As 2017 comes to a close and we look back on the policy and business issues that took center stage locally and statewide, perhaps the most important among them was the attention given to our housing shortage and affordability crisis. This issue has steadily grown every year since the Great Recession, and has now reached the point where it is impacting nearly 50 percent of our residents.
It will be essential to keep housing at the top of the priority list as families continue to struggle with escalating costs. The ability to provide housing that residents can afford is critical to our region’s long-term economic development efforts. Businesses looking to locate or expand in greater Los Angeles are dependent on the ability of their employees to find quality housing that won’t break their budgets.

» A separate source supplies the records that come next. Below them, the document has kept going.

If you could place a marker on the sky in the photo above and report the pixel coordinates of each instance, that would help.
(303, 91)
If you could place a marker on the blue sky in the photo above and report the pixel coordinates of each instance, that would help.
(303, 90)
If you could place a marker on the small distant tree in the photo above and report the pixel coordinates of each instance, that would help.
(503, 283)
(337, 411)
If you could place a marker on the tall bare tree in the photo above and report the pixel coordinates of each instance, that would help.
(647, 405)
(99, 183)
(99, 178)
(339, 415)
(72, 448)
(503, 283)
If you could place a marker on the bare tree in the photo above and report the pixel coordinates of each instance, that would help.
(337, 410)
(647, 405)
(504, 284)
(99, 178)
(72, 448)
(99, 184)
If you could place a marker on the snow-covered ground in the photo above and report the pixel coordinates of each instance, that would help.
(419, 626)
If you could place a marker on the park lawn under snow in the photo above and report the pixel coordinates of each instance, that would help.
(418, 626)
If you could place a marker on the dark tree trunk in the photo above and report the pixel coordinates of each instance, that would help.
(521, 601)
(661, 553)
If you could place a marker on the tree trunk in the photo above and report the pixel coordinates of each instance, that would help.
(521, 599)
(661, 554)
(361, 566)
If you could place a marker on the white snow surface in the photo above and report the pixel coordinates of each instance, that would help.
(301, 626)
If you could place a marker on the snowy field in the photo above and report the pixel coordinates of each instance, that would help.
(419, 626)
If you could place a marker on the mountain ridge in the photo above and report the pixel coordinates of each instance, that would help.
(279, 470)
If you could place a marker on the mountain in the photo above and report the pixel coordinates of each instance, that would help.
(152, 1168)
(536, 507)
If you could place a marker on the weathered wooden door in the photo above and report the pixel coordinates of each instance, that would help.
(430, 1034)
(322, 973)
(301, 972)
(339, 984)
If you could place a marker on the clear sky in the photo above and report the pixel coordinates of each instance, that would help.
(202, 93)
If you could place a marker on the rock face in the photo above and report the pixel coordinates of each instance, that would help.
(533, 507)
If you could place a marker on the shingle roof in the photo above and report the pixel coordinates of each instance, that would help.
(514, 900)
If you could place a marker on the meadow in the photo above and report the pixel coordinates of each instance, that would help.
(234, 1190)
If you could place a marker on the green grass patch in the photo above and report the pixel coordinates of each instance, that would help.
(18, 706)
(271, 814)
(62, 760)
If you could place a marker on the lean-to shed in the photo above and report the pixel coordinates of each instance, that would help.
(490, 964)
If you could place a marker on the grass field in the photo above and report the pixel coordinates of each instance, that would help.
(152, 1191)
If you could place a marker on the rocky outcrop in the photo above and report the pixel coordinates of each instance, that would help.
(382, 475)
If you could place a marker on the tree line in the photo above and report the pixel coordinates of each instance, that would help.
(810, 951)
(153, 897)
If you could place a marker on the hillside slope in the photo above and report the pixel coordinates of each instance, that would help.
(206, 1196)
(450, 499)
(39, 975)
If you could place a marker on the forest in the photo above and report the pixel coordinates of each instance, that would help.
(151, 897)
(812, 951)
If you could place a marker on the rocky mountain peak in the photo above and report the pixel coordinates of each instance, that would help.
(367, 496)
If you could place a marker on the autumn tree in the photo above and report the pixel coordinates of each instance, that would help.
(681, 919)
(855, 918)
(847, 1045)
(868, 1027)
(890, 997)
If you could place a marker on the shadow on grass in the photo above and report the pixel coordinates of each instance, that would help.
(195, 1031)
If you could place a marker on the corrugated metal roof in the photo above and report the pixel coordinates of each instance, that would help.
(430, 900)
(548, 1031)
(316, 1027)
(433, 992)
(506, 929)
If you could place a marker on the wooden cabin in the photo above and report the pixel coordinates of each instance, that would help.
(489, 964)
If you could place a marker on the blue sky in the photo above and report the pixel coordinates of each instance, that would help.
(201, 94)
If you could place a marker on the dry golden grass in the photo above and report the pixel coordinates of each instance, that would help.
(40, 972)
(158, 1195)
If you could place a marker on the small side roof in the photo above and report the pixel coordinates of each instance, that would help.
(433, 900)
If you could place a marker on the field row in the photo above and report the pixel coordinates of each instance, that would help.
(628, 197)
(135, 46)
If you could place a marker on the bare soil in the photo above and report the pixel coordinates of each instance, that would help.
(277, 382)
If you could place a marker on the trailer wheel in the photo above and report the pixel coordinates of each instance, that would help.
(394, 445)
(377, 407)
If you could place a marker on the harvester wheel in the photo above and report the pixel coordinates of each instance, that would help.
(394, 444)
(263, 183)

During the past year, in an effort to help address the myriad housing affordability challenges, Sacramento lawmakers passed 15 housing-related bills. Provisions ranged from financial incentives for low-income housing development to streamlining local government approval processes for new residential plans.
Yet the beneficial impacts of those bills may not be felt for years due to the sheer magnitude of the crisis and time it will take for these new laws to fully take effect. One state government analysis identified a current shortage of 1.5 million low-income rental units alone. Last month, a forecast by the Southern California Association of Governments indicated that Los Angeles County will see this housing shortage grow even worse over the next 20 years.
Amidst this challenging backdrop, it was a major victory when the long-fought development proposal at Newhall Ranch in the Santa Clarita Valley was finally resolved, making way for 21,500 new residential units plus retail, office space, parks and open space set-asides. This achievement marks a positive turning point for the region, and will provide a wide array of housing types, from low-income apartment units and senior housing to single-family homes.
The ambitious Newhall plan is being shepherded by FivePoint, one of the largest and most dynamic developers in California. All told, the company is developing about 40,000 residential units and 21 million square feet of commercial space across three projects: Newhall Ranch in the Santa Clarita Valley; Great Park Neighborhoods in Irvine; and The San Francisco Shipyard at the site of the former Candlestick Park in San Francisco.
For Southern California, the re-approval by the state and L.A. County Supervisors of the Newhall Ranch plan is among the most significant advances in 2017 to address our severe housing shortage and contribute to environmental sustainability at the same time. The team from FivePoint set a high bar by establishing a “net zero” standard at Newhall for greenhouse gas emissions, thanks to plans for extensive investments in renewable power generation, electric vehicle infrastructure and energy efficiency innovations.
Adding thousands of residential units close to the growing employment centers in Santa Clarita and the San Fernando Valley will make a significant dent in our housing shortage, but it is not enough. We must continue to identify new opportunities to add to our housing supply in Southern California, particularly in Los Angeles County. In the city of Los Angeles, the ongoing Community Plan updates provide a meaningful opportunity for infill housing, especially along transportation corridors that are rapidly coming to life thanks to Metro’s work to expand the rail network.
As we enter the New Year, let’s take stock of some of the housing successes we achieved in 2017, while recognizing that new solutions to our housing shortage and affordability crisis must continue to be a top priority. Affordable housing is one of the cornerstones for maintaining the long-term health and vibrancy of our wonderful region.
Gary L. Toebben is president and chief executive of the Los Angeles Area Chamber of Commerce.